Arizona State team statistics included the following:
- Rushing: 234.2 yards per game on offense, 107.3 yards allowed per game on defense;
- Passing: 150.2 yards per game on offense, 137.9 passing yards allowed per game on defense;
- Total offense: 384.4 yards per game on offense, 247.2 yards allowed per game on defense;
- Scoring: 30.4 points per game on offense, 12.6 points allowed per game on defense;
- First downs: 202 first downs on offense, 141 first downs allowed on defense; and
- Punting: 31 total punts for an average of 39.9 yards, while opponents recorded 50 total punts for an average of 37.6 yards.

==Awards and honors==
Two Arizona State players received first-team honors on the 1962 All-Western Athletic Conference team: quarterback John Jacobs and tight end Roger Locke. Two others received second-team honors: halfback Tony Lorick and wingback Charley Taylor.
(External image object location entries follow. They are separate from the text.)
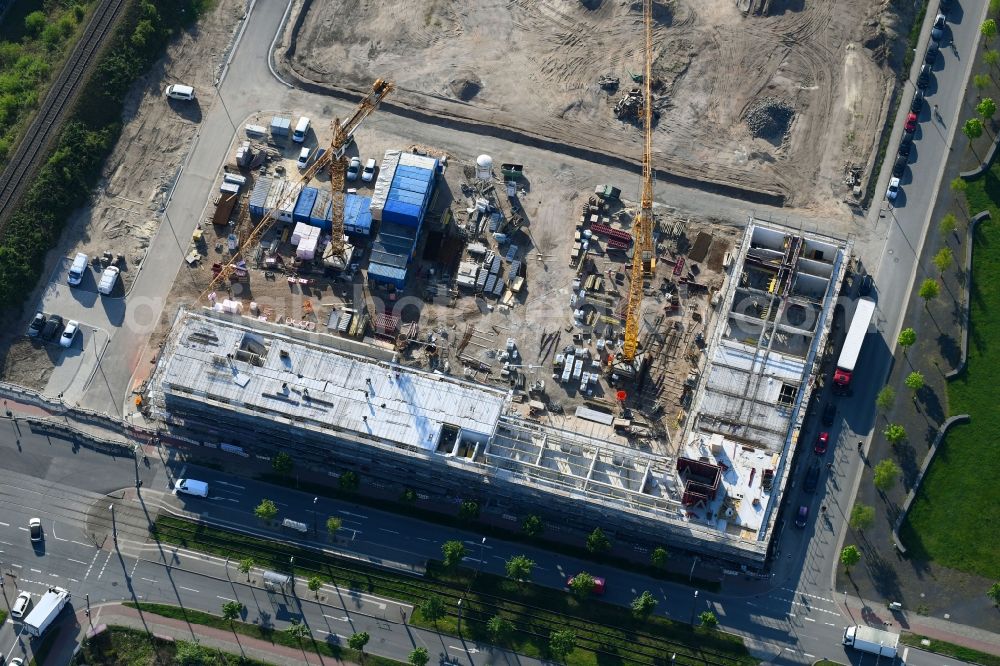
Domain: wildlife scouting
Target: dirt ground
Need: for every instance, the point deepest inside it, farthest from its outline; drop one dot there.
(813, 72)
(125, 212)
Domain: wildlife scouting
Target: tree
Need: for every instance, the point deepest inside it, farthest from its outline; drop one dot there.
(986, 109)
(929, 289)
(533, 526)
(231, 610)
(35, 22)
(988, 29)
(994, 593)
(862, 517)
(419, 656)
(453, 552)
(246, 565)
(432, 608)
(349, 481)
(519, 568)
(468, 510)
(644, 605)
(298, 631)
(885, 398)
(561, 643)
(582, 585)
(886, 474)
(914, 381)
(500, 628)
(266, 510)
(906, 338)
(849, 557)
(282, 463)
(358, 641)
(333, 523)
(315, 582)
(894, 433)
(943, 259)
(597, 541)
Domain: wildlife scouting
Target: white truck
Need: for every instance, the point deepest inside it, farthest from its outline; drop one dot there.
(870, 639)
(46, 611)
(852, 346)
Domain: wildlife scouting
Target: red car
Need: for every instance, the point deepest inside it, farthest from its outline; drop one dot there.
(821, 443)
(598, 584)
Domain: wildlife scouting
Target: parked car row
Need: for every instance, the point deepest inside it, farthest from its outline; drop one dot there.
(917, 103)
(50, 327)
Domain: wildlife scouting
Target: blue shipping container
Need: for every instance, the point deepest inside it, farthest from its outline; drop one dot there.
(304, 205)
(258, 197)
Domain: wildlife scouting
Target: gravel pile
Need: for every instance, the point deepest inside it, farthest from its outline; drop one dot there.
(769, 118)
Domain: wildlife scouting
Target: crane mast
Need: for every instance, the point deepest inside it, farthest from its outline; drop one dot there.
(643, 256)
(333, 160)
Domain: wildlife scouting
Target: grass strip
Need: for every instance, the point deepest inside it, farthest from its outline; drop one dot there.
(267, 633)
(125, 645)
(604, 631)
(950, 650)
(427, 515)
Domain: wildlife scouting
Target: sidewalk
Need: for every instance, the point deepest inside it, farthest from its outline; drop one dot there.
(116, 614)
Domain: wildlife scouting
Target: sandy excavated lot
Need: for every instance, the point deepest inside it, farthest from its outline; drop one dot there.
(534, 65)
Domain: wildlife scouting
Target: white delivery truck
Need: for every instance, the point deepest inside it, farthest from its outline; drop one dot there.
(870, 639)
(46, 611)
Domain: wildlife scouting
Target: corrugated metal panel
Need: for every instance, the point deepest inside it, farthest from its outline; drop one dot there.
(410, 159)
(258, 197)
(281, 126)
(304, 204)
(387, 171)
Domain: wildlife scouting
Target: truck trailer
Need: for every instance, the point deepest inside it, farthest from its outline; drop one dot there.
(856, 334)
(870, 639)
(46, 611)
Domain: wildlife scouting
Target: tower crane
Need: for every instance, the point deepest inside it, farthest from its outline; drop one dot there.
(334, 160)
(643, 257)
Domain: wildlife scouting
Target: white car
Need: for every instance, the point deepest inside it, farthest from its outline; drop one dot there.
(303, 158)
(21, 605)
(353, 168)
(369, 173)
(182, 92)
(69, 333)
(893, 190)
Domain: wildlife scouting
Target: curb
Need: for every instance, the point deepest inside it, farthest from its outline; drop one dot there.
(967, 310)
(942, 431)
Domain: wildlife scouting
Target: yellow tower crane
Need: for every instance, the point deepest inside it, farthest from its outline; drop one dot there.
(335, 161)
(643, 257)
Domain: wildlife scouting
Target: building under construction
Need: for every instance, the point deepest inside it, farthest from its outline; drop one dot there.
(259, 387)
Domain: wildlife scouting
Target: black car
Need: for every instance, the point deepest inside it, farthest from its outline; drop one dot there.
(829, 413)
(36, 325)
(924, 78)
(899, 167)
(52, 327)
(867, 283)
(812, 479)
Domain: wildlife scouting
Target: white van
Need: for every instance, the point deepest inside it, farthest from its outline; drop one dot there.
(191, 487)
(301, 129)
(109, 278)
(182, 92)
(77, 269)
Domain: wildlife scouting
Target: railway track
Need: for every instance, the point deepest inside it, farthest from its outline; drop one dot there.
(620, 643)
(45, 126)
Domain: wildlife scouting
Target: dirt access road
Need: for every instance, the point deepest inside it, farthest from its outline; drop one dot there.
(775, 104)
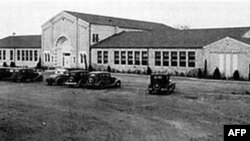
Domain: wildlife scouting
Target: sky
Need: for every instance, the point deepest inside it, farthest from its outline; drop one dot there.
(25, 17)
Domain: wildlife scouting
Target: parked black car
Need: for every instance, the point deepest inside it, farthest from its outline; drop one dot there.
(26, 75)
(59, 78)
(6, 73)
(161, 84)
(101, 79)
(77, 78)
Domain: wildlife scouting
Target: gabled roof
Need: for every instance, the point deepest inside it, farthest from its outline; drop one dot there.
(25, 41)
(174, 38)
(127, 23)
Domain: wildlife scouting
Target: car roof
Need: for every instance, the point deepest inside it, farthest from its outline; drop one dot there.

Team awards were presented as follows:
- Tight end Roger Locke won the Sun Angel Award;
- Joe Pico won the Cecil Abono Captains Award; and
- Right tackle Mike Krofchik won the Glen Hawkins Sportsmanship Award.

After the 1962 season, Roger Locke played in both the 1962 Blue-Gray Classic and the 1963 Senior Bowl.